Söylenip duran adam, sigarayı özel kalem odasının ortasına atmış ve bir yenisini yakmış...
Ve oralarda sinirli sinirli volta atmaya başlamış.
Mürsel Bey, Özel Kalem’deki bayana, “Bir Belediye Başkanı’nın makamında bir belediye çalışanı nasıl böyle davranır?” diye sorunca şu karşılığı almış:
“Başkanım, bunlar taşeron olarak çalışanlar. Sinirleri burunlarında... Biz de korkuyoruz Valla!..”
¥
Sayın Mürsel Turbay, bu ve benzeri sahneleri aktardıktan sonra dedi ki bana:
“Bu taşeron işçilik meselesine dikkat. Neredeyse hiçbir güvenceleri yok. Karı koca çalışıp açlık sınırında yaşıyorlar. Buradan bir sosyal patlama çıkmasından endişe ediyorum. Çok fazla sıkıştırırsanız Allah muhafaza patlar!..”
¥
Benzeri bir durum okullarda da söz konusu...

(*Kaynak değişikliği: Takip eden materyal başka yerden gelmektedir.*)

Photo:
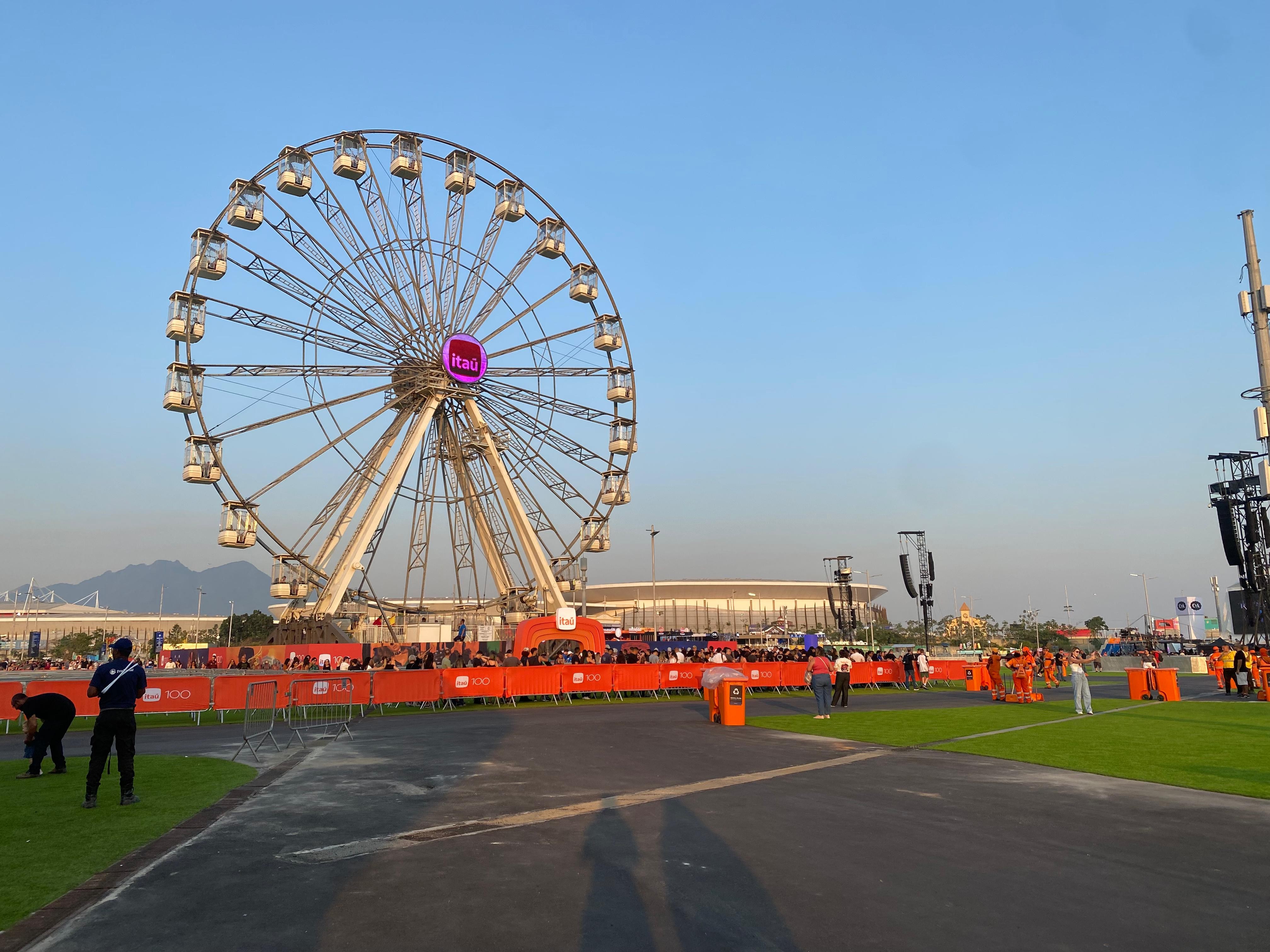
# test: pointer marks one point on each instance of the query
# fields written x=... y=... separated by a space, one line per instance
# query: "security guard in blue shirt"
x=118 y=682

Bir Lise’nin müdürü “Eve gidip gelirken üç buçuk attığını” söyledi geçen gün.
Çocuklar çeteleşmişler...
Tamamen parayla ilgili değil ama tamamen ilgisiz de diyemeyiz.
Ailelerinin harçlık veremediği çocuklar, “maddi ihtiyaçlarını giderecek kaynak” arayışına giriyorlarmış!..
¥
Çalışma ve Sosyal Güvenlik Bakanı Faruk Çelik, hâlâ SGK açığından vesaire bahsediyor ama...
Emeklilikte Yaşa Takılanlar da ciddi bir patlama kaynağı.
Adamlar primlerini fazlasıyla tamamlamış, yıllarını tamamlamış ama DSP’li MHP’li hükümet döneminde IMF emriyle konulan saçma sapan bir “Yaş” kuralından dolayı prim ödemeksizin ve maaş almaksızın bekliyorlar!..
Kimine on yıl “geçti”, kimine sekiz kimine beş yıl!..
Bu insanlar emeklilik için başvurduklarında “gençsin”, iş için başvurduklarında ise “yaşlısın” cevabıyla karşılaşıyorlar.
Saçma sapan “Yaş bekleme” uygulaması kalksa, bunların büyük bölümü piyasadan tamamen çekilecek ve gençlere yeni iş kapıları açılacak...
Bu da, “cinnet”e darbe!..
¥
AK Parti, “yoksul” yığınların ümitlerini temsil eden oylarla iktidara geldi, bu oylarla seçim üstüne seçim kazandı.
Pekçok olumlu çalışmanın gerçekleştirildiği ve pekçoklarının da sırada olduğu bu sürecin devam etmesi de bu desteğin sürmesine bağlı.
Eğitim kesintili veya kesintisiz parayla dönüyor.
İyi bir dershaneye gönderilmeyen çocuğun iyi bir bölümü kazanması neredeyse hayal.
Su faturasına ödediğiniz paranın ancak yarısı “su” almak için, gerisi vergiye, şuna, buna kesiliyor.
Adam, “üç bin” lira değerindeki 90 model otomobilinin deposunu doldurmak için, dört tekerleğine karşılık gelen parayı ödemek zorunda...
Ödenenin kahir ekseriyeti vergi...
¥
Tok adam, aç adamın halinden anlamaz derler ama zorluklarla büyüyen adam “aç” vatandaşın derdinden anlar.
Bugünlerde nereye gitsem, “sıkıntı” dinliyorum...
Durumlar sıkışıyor.
Havayı biraz boşaltmak şart.
Anayasa, Ergenekon, Balyoz, kesintili, kesintisiz, Hrant, dersim, Jitem, Mit...
Bunlar “Büyük Resim”den parçalar.
“Büyük Resmi” tartışmak iyi de...
“Küçük Resmi” ve oradaki milyonlarca “Küçük Vatandaş”ı da atlamamak lazım...
Çok değil;
“Küçük Vatandaş”a nefes aldıracak birkaç “küçük” adım.